Mündliche Abi-Prüfungen in Zweibrücken und Contwig unter scharfen Hygiene-Regeln

Das Abitur in Zeiten des Corona

Statt mit Händeschütteln kann den erfolgreichen Abiturprüflingen dieses Jahr nur mit einem Lächeln gratuliert werden. FOTO: dpa / Felix Kästle

Zweibrücken/Contwig. Die Schülerinnen und Schüler der beiden Zweibrücker Gymnasien und der IGS in Contwig haben in dieser Woche ihre mündlichen Abiturprüfung abgelegt. In der Oberstufe der Berufsbildenden Schule beginnt das Abi erst im Mai. Entlass- und Abi-Feiern fallen aus.

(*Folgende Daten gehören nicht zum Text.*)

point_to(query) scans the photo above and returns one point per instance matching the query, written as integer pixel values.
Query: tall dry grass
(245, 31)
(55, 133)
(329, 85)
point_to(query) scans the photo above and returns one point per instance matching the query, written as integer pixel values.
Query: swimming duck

 Die feierlichen Entlassfeiern der Abiturienten mit der Zeugnisübergabe und die Abibälle fallen in diesem Jahr wegen der Coronavirus-Pandemie aus. „Das ist sehr schade für die jungen Menschen. Aber wichtig ist, dass sie das Abschlusszeugnis bekommen“, sagt die Leiterin des Helmholtz-Gymnasiums, Kerstin Kiehm. In dieser Woche legten die insgesamt über 250 Schülerinnen und Schüler des Helmholtz- und Hofenfels-Gymnasiums in Zweibrücken sowie der Integrierten Gesamtschule (IGS) in Contwig ihre mündlichen Abiturprüfungen ab.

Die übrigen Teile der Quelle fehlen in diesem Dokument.